We most often repeat this prayer when we are gathered together as the Body of Christ - when we worship as the corporate body. One of the things our repeating this prayer together reminds us of is that the Christian journey through life is tough to do alone.

Willimon went on to say: “We, who are accustomed to thinking of prayer as a good strategy for getting what we want, an appropriate opening for football games and important civic meetings, may be surprised that we must be taught to pray. This prayer is not for getting what we want but rather for bending our wants toward what God wants. This is the Lord’s Prayer, the prayer ‘in Jesus’ name,’ which means that this prayer, unlike some other modes of prayer, is distinctively related to the one who teaches us to pray.

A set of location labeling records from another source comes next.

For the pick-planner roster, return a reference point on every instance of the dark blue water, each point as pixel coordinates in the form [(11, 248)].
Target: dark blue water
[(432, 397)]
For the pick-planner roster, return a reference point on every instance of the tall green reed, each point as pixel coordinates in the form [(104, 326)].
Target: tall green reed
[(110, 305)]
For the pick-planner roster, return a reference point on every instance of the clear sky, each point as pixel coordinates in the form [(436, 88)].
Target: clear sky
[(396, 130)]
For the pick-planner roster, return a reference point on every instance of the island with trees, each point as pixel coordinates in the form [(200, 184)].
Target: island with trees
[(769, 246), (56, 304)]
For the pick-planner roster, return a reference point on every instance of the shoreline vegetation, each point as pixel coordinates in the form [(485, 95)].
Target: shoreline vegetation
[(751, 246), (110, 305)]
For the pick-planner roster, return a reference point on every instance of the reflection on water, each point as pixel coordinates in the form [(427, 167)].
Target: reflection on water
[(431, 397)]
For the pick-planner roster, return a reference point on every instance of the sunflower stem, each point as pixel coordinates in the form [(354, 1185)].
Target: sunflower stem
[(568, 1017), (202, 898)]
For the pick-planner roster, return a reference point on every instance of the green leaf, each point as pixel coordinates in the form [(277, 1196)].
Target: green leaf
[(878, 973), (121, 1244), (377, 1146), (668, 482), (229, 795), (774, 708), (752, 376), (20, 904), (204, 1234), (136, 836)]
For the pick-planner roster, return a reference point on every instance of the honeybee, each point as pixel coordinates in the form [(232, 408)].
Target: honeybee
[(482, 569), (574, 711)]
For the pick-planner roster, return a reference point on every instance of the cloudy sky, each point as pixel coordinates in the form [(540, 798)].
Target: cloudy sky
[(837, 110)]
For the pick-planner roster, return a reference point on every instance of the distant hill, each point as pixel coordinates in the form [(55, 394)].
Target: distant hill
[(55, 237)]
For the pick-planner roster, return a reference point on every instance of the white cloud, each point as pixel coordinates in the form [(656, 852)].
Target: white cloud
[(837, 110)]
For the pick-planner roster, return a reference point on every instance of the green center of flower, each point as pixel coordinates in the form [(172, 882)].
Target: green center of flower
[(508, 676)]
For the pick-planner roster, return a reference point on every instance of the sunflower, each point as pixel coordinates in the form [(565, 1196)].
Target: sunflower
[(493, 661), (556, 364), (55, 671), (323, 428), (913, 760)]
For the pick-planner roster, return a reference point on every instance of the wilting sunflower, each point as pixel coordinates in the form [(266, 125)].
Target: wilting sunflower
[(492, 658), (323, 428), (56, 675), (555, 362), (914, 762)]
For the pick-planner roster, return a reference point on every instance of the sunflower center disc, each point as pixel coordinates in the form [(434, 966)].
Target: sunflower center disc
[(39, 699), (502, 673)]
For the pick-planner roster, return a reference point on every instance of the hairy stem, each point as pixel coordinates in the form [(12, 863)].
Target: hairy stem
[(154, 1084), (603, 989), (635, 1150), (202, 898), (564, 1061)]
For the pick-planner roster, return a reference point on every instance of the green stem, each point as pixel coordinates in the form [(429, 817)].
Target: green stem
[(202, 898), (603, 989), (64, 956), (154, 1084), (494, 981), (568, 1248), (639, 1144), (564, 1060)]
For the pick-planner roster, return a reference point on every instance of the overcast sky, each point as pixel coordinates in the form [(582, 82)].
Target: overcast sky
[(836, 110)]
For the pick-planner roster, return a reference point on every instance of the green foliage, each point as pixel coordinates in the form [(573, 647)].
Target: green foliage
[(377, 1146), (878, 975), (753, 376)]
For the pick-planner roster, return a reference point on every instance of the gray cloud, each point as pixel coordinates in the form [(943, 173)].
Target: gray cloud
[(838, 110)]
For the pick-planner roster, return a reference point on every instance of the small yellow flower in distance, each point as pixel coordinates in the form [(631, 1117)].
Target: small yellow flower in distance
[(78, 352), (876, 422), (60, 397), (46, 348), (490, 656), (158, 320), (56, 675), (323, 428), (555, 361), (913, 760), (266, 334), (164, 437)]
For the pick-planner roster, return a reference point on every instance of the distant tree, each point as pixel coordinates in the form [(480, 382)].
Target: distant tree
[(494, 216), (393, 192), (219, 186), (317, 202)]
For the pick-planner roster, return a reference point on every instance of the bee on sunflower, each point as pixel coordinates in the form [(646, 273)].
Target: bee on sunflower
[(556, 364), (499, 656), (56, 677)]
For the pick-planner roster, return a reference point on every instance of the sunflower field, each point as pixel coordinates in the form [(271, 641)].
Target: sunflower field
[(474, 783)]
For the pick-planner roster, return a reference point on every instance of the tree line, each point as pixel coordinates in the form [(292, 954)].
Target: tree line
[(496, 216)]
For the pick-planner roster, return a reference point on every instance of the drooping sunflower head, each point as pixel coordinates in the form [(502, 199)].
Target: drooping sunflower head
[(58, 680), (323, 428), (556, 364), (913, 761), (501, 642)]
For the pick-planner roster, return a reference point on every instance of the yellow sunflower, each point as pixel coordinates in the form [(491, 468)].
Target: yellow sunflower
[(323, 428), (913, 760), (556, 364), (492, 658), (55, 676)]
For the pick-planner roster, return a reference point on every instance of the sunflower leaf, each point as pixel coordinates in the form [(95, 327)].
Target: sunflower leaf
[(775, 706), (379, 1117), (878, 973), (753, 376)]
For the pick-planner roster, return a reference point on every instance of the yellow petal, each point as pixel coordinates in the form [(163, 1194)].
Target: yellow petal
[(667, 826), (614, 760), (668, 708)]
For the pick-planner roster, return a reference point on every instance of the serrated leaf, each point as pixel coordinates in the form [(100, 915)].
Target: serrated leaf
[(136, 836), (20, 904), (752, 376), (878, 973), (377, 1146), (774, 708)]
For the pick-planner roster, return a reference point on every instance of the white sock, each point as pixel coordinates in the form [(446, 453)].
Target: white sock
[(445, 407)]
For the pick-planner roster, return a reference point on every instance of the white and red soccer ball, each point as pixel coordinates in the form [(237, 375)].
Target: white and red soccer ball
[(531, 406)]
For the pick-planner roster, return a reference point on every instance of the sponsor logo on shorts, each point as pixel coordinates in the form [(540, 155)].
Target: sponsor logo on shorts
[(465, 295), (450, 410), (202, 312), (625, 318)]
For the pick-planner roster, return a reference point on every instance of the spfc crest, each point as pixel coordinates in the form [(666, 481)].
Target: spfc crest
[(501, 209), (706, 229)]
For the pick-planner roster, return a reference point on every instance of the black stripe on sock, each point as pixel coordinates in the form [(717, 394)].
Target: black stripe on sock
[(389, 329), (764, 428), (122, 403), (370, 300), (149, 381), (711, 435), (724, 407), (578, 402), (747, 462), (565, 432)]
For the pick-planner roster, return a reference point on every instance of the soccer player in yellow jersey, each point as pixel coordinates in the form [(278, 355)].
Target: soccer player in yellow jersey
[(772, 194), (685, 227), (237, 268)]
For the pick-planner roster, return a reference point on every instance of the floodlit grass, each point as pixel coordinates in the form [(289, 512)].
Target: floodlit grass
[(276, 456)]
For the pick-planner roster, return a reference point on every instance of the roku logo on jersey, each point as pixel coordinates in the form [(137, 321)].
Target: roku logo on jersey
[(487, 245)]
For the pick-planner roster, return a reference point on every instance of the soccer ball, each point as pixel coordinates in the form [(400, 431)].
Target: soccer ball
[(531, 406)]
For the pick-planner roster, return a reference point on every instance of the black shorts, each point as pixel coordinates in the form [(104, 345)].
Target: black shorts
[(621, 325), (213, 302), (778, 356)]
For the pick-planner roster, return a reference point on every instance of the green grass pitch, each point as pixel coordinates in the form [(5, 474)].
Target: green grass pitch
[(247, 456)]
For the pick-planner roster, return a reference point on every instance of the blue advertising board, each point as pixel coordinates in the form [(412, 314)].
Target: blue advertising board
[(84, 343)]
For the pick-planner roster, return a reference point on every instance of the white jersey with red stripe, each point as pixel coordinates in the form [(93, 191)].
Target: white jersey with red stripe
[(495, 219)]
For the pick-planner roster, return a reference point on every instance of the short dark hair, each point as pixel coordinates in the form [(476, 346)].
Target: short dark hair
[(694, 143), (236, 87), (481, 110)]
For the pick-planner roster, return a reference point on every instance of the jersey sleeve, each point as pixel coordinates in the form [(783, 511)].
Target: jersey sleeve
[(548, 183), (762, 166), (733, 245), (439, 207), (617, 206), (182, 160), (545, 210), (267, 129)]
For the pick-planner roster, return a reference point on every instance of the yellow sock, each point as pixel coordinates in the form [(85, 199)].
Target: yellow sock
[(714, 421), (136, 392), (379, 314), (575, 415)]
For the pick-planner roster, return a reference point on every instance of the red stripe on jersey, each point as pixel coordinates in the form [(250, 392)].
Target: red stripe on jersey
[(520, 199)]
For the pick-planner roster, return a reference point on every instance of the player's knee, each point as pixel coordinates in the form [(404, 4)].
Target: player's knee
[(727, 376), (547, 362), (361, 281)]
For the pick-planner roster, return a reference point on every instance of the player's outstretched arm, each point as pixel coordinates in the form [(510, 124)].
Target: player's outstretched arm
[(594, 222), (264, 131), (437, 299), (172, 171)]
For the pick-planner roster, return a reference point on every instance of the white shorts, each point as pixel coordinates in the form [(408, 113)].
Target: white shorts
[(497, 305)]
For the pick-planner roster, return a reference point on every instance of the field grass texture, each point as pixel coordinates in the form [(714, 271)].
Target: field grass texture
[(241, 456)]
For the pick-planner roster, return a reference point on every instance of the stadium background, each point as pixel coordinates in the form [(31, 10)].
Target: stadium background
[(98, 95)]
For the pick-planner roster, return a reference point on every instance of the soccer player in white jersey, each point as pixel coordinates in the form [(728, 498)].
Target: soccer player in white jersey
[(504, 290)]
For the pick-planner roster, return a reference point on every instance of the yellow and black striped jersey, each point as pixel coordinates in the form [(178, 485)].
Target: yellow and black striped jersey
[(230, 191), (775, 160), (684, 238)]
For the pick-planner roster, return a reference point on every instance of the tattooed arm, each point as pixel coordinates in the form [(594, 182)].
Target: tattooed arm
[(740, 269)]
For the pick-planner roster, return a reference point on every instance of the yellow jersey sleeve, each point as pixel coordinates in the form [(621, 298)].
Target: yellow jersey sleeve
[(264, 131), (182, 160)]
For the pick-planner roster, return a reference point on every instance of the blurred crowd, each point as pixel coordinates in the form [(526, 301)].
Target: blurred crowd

This prayer is the enactment of the story of a God who called a people into existence through Jesus. In praying this prayer we become the people God has called us to be in Jesus.” (2)

Praying bends us toward God.  That’s what I’ve been praying for since being diagnosed with ALS – to be bent toward God.

1. William Willimon, The Pulpit Resource, July, August, September, 1998, p. 16-17.
2. Ibid.

1 comment:

  1. Well said, my friend. I want my "bent towards God" to be a permanent one. Truth is I allow myself to get bent in other directions. Thank you for helping us see God through the lens of your vision and life experiences.